In the following years there were many highlights, such as singing in the Royal Festival Hall on St Cecilia’s Day in 1960; being conducted by various CBSO conductors and Sir Adrian Boult; together with many first performances and landmark concerts. Two memorable concerts were the first Birmingham performance of War Requiem in 1963; and A Mass of Life (Delius) in 1993. Another highlight season was the Diamond Jubilee of the choir celebrated in 1980-81 when we sang Missa Solemnis, Dream of Gerontius and in May 1981 a very challenging piece by Messiaen called La Transfiguration de Notre Seigneur Jesus Christ. We’d not sung anything quite like this before! In May, leading up to this celebratory year, we performed Verdi’s Requiem so in the space of 12 months I sang in three of my favourite pieces. I reckon we worked hard during that year but it was all so worthwhile.
In 1973 the CBSO launched its own chorus and this provided us with a new challenge – competition. However, we “upped our game” and made every effort to improve our standard and so hold our own. In 1991 Symphony Hall opened. Two years before this the committee decided that we should transfer our concerts to the new venue. Our first rehearsal scared us so much that we were afraid to sing but spurred on by Christopher Robinson we were soon in our stride. I was General Secretary at this time and worked closely with the Symphony Hall Management Team in an attempt to build up a good relationship with them – I think I succeeded.
All this sounds very serious, but there have been some funny episodes as well. For instance when the ladies used to sing “The Planets” from the back stairs in the Town Hall. Someone draped a black curtain across the entrance by the organ, so that we were unseen, and there was a small hole in the curtain through which our conductor kept in touch with the orchestral conductor – no CCTV then!
All this of course happened a long time ago, but I mustn’t forget that the choir continues to give exciting concerts performing both new and standard works both in Birmingham and out of town, all to great acclaim from audiences and journalists.

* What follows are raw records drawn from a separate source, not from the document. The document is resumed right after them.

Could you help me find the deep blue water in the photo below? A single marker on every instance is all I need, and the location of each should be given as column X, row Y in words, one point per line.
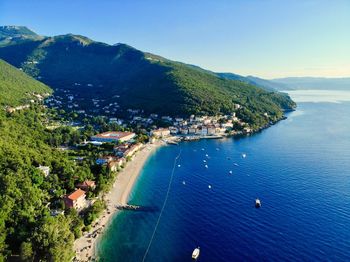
column 299, row 168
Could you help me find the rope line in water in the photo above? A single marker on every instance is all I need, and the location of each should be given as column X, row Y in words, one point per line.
column 163, row 207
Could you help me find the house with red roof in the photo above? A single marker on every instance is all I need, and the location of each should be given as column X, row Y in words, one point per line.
column 76, row 200
column 87, row 185
column 112, row 136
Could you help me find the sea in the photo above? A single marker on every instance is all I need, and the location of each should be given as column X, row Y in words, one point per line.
column 298, row 168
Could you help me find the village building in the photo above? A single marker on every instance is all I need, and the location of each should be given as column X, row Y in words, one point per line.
column 113, row 136
column 87, row 185
column 116, row 164
column 161, row 132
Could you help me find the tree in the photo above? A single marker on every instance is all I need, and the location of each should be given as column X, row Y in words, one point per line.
column 26, row 251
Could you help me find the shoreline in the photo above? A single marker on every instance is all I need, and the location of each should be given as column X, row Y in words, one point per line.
column 85, row 246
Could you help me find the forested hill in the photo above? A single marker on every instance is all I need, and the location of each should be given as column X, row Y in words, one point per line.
column 16, row 87
column 137, row 80
column 26, row 227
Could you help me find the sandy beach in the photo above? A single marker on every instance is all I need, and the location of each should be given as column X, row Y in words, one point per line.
column 84, row 247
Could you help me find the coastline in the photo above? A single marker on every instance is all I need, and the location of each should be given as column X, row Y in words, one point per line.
column 85, row 246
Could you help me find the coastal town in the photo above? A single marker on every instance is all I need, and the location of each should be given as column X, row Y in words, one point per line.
column 115, row 142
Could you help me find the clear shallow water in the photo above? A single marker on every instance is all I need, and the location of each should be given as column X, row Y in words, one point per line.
column 316, row 96
column 299, row 168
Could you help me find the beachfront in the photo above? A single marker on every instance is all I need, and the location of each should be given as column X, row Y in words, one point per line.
column 84, row 246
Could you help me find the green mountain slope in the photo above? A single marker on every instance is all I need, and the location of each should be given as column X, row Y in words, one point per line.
column 17, row 87
column 137, row 80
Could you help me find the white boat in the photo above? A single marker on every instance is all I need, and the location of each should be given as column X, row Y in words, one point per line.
column 257, row 203
column 195, row 253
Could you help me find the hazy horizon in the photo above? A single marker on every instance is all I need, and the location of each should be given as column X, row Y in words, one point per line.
column 268, row 39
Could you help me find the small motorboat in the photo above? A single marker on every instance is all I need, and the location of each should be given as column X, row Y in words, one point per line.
column 195, row 253
column 257, row 203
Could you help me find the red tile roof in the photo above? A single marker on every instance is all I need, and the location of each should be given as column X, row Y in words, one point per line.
column 76, row 194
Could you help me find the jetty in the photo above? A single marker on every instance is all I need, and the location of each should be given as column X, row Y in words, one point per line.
column 129, row 207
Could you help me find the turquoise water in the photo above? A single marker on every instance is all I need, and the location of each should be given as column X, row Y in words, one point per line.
column 299, row 168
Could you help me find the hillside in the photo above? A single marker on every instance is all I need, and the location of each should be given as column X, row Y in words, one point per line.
column 16, row 87
column 323, row 83
column 134, row 79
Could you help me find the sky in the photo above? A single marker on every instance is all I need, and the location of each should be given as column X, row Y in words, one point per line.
column 264, row 38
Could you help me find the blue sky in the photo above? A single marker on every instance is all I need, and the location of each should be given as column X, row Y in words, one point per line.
column 266, row 38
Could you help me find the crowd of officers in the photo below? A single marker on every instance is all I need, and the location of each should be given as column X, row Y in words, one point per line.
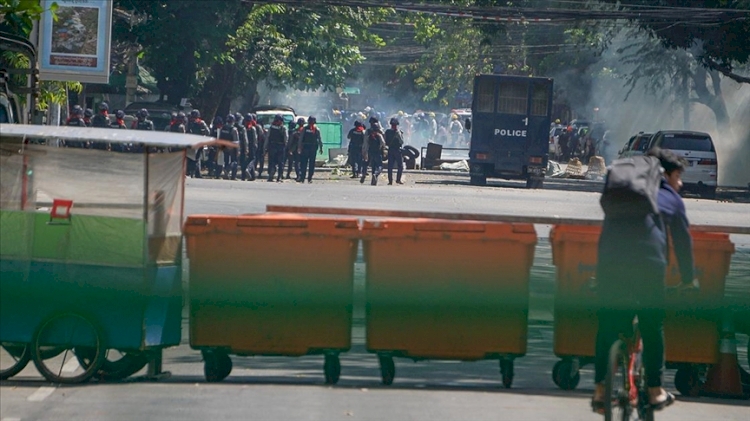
column 288, row 148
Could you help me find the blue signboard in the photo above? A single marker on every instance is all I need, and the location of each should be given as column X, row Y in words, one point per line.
column 74, row 46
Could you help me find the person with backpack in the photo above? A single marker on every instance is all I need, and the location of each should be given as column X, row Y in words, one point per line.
column 372, row 153
column 310, row 141
column 356, row 138
column 276, row 146
column 643, row 214
column 394, row 140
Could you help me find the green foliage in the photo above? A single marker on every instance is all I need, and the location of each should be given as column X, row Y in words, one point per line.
column 19, row 16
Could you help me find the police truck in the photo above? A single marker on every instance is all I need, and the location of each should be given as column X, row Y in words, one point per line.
column 511, row 118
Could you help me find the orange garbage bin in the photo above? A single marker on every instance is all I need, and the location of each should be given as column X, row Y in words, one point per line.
column 451, row 290
column 691, row 325
column 270, row 285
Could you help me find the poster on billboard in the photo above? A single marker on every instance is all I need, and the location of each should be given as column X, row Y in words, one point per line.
column 75, row 46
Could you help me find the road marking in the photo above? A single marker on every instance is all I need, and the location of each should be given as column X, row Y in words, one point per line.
column 41, row 394
column 71, row 366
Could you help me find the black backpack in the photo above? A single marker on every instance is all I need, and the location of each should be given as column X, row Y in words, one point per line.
column 631, row 188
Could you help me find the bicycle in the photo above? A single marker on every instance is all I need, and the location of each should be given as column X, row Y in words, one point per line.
column 626, row 394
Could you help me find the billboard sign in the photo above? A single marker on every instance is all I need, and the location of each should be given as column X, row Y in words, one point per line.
column 75, row 46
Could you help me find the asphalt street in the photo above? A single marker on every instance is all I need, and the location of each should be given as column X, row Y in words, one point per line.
column 280, row 388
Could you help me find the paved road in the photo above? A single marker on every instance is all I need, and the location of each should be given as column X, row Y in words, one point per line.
column 277, row 388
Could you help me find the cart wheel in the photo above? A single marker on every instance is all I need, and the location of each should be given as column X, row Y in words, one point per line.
column 687, row 381
column 55, row 343
column 563, row 376
column 387, row 369
column 332, row 368
column 117, row 364
column 506, row 370
column 217, row 365
column 13, row 359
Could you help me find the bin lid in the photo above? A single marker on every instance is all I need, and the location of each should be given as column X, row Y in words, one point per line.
column 92, row 134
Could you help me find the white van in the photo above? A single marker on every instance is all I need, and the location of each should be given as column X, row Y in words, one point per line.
column 702, row 173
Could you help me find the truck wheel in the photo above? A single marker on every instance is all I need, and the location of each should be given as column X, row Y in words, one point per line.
column 478, row 180
column 534, row 183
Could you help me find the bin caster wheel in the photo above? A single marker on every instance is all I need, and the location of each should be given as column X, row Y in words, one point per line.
column 14, row 358
column 332, row 368
column 217, row 365
column 564, row 376
column 506, row 370
column 387, row 369
column 687, row 381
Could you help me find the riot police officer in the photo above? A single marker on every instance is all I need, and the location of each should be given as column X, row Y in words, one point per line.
column 229, row 133
column 394, row 140
column 242, row 152
column 310, row 142
column 178, row 125
column 356, row 138
column 292, row 146
column 76, row 120
column 372, row 152
column 248, row 171
column 276, row 146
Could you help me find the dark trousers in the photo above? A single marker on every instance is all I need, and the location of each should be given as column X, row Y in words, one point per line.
column 275, row 161
column 355, row 160
column 307, row 161
column 292, row 160
column 230, row 162
column 616, row 322
column 395, row 159
column 376, row 165
column 260, row 158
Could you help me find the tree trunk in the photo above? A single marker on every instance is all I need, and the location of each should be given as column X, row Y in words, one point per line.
column 713, row 100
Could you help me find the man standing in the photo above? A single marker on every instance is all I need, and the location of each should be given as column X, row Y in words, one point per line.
column 252, row 147
column 394, row 140
column 276, row 146
column 292, row 149
column 229, row 133
column 631, row 267
column 372, row 151
column 356, row 138
column 309, row 143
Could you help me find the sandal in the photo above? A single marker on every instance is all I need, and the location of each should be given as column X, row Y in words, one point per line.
column 597, row 406
column 663, row 404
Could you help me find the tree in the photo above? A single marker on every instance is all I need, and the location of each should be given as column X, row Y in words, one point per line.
column 232, row 46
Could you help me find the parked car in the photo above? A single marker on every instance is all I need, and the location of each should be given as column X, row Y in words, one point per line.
column 637, row 145
column 702, row 172
column 266, row 113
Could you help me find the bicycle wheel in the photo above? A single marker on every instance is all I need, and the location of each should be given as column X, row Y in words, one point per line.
column 13, row 359
column 616, row 385
column 67, row 332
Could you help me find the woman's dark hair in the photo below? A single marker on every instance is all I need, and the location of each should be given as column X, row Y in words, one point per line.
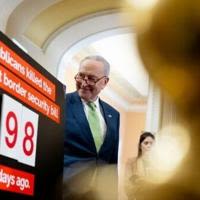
column 143, row 136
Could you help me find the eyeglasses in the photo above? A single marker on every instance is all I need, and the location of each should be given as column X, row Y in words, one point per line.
column 91, row 80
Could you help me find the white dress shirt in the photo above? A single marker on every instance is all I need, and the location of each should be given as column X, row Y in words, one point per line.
column 98, row 110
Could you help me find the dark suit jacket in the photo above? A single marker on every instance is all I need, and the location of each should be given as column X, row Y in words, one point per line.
column 79, row 146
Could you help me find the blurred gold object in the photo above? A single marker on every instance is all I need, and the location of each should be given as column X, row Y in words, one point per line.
column 170, row 49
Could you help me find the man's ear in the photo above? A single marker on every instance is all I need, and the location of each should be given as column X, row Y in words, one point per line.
column 106, row 80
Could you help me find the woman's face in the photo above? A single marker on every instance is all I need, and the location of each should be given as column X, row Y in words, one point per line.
column 147, row 144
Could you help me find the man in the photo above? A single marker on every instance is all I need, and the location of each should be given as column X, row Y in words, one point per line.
column 91, row 125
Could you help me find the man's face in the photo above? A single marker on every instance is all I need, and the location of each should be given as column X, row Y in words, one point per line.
column 90, row 71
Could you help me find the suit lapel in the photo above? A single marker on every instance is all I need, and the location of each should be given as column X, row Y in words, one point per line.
column 110, row 136
column 79, row 114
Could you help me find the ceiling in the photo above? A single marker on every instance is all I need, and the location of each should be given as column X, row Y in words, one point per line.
column 59, row 33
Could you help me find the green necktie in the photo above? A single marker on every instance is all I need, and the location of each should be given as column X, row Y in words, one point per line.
column 94, row 122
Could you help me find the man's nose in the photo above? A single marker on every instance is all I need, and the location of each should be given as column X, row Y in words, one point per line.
column 84, row 82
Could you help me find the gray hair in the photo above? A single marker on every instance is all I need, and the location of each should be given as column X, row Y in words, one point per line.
column 100, row 59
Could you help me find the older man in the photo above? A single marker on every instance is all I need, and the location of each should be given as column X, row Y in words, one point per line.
column 91, row 125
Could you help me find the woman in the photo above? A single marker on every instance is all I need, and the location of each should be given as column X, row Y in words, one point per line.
column 139, row 168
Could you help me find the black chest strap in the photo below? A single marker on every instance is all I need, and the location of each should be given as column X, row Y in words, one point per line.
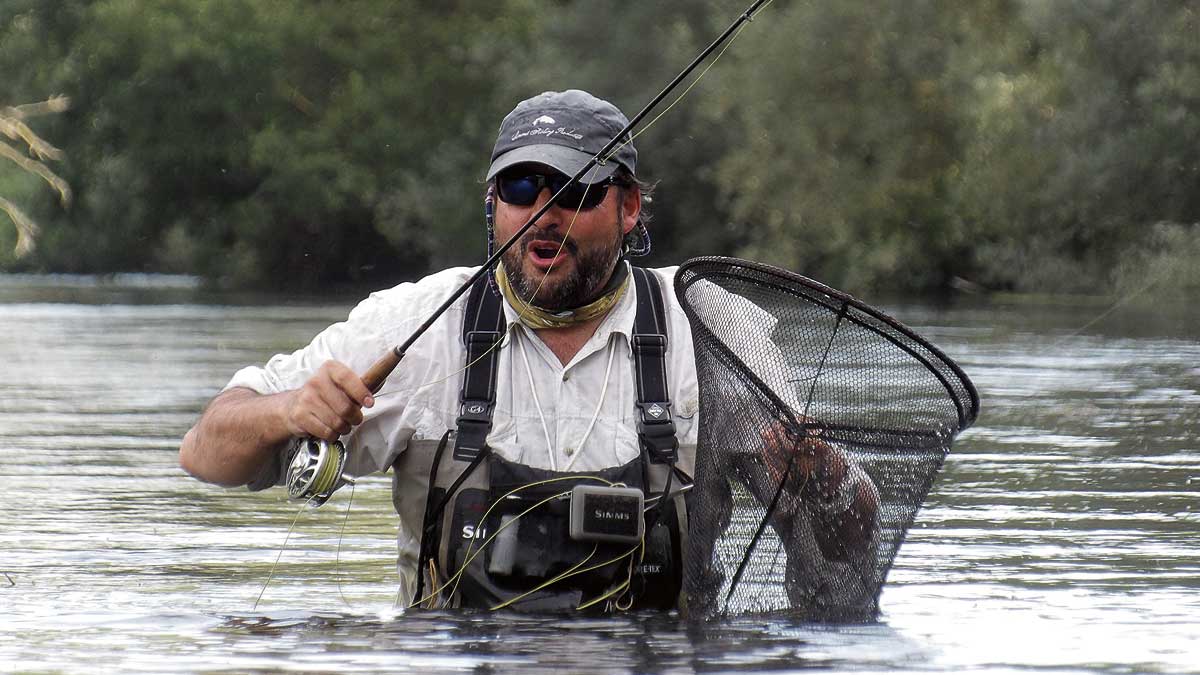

You have provided me with immense pleasure; I’ve learned such a lot and met some lovely people both choir members and professional soloists and players – not forgetting four very talented and inspiring conductors. How lucky the choir has been to be trained by Messrs Willcocks, Davies, Robinson and Lucas. It will seem strange to sit in the audience, but that is where I’ll be from now on. I shall miss you all but thank you so much for making City Choir so special.